信号は、青信号を渡るオンチャンの自転車。

 

そこに、車が突っ込んだ。

よそ見運転だ。

自転車の後輪が自動車にひっかかり、

引きずられたらしい。

 

オンチャンは後頭部をうったらしく、

頭蓋骨が砕けていたらしい。

棺に入ったオンチャンは上を向いていて、

その様子は分からない。

でも、顔は化粧をしているが

少しはれていた。

 

 

 

出血死だそうだ。

手術の予定もあったそうだが、

手遅れと判断されたようだ。

事故から5時間後に、

オンチャンはいってしまった。

 

 

 

親族や知人友人が集まってくるが、

こんな雰囲気の葬式は初めてだ。

控え室でも

話し声や笑い声はあるのだが、

みんなが気を紛らわすのに必死な様子。

 

 

 

オバチャンや姉ちゃんが泣き崩れる。

オンチャンの弟は

 

 

 

「オマエをこんなにしたヤツを

 ワシは絶対に許さん!」

 

 

 

と、式場で叫ぶ。

みんな、やりきれない。

狂気と化している。

 

 

 

ワシからすると1つ上の兄ちゃん・・・オンチャンの息子は、

終始崩れることがなかった。

夕べ・・・オンチャンと父子で

何を語り合ったのだろう。

その姿が、みていて余計につらかった。

 

 

 

親族で

棺を霊柩車に。

男6人、

ワシは後ろの右角を持った。

 

棺の重さと、

オンチャンの重さ。

やたら、重く感じた。

今まで持った棺の中で、一番重い。

まるで・・・命の重さをワシの手に伝えるかのように。

 

 

 

斎場までバスで30分。

一言も言葉を発する者はいなかった。

何という言葉を

口にしたらいいのか。

誰も、1つとしていい言葉が浮かばなかった。

異様な雰囲気だった。

 

 

 

斎場。

棺を前に、最後のお別れ。

ワシは、

いろんな出来事が頭を駆け巡る中、

浮かぶ言葉が見当たらない。

一言、

 

 

 

「オンチャン、ありがとう。
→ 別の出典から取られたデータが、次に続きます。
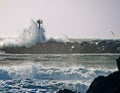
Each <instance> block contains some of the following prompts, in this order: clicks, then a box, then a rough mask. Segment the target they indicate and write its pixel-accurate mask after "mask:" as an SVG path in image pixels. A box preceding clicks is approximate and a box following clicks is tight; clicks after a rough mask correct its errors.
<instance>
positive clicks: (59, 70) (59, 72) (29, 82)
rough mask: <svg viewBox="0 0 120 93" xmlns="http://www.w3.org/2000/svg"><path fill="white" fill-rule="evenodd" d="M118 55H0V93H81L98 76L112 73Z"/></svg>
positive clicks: (5, 54) (115, 70) (54, 54)
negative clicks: (70, 89)
mask: <svg viewBox="0 0 120 93" xmlns="http://www.w3.org/2000/svg"><path fill="white" fill-rule="evenodd" d="M119 55H120V54H6V53H1V54H0V92H1V93H8V92H9V93H56V92H57V91H58V90H60V89H64V88H66V89H71V90H75V91H80V92H81V93H85V92H86V90H87V89H88V87H89V85H90V83H91V82H92V81H93V80H94V78H96V77H97V76H99V75H102V76H107V75H109V74H110V73H112V72H113V71H116V70H117V68H116V61H115V60H116V58H118V57H119Z"/></svg>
」

 

 

 

もう拝むことが出来なかった。

涙がこぼれるから。

 

本当に涙があふれる時は、

上を向くことすら出来ない。

頭を動かすと、

どうやってもこぼれるからだ。

 

右目のマブタの下あたりから、

涙がドクンドクンと運び出される感覚を

今日はじめて感じた。

 

 

 

 

 

夜。

7時前。

高知の空港に着いた。

嫁と娘が待っていた。

 

ワシは気持ちを切り替えるコトにした。

 

もちろん、

そんなに簡単に切り替えられるもんではない。

 

でも、

オンチャンは

こんなワシらをみたいような人ではない。

いつも豪快に笑って、

みんなを笑顔にしてくれていた。

 

今日はクリスマスイヴ。

今からは、嫁と娘、

そしてマロンとショコラと過ごす時間。

悲しい顔をしてはいられない。

今日をステップに、

父として

人として

強くならんといかんと、

オンチャンも言ってくれるだろう。

 

 

 

そう、

兄ちゃんのように強く。

 

 

 

さぁみんな、

もうすぐサンタさんがやってくるよ。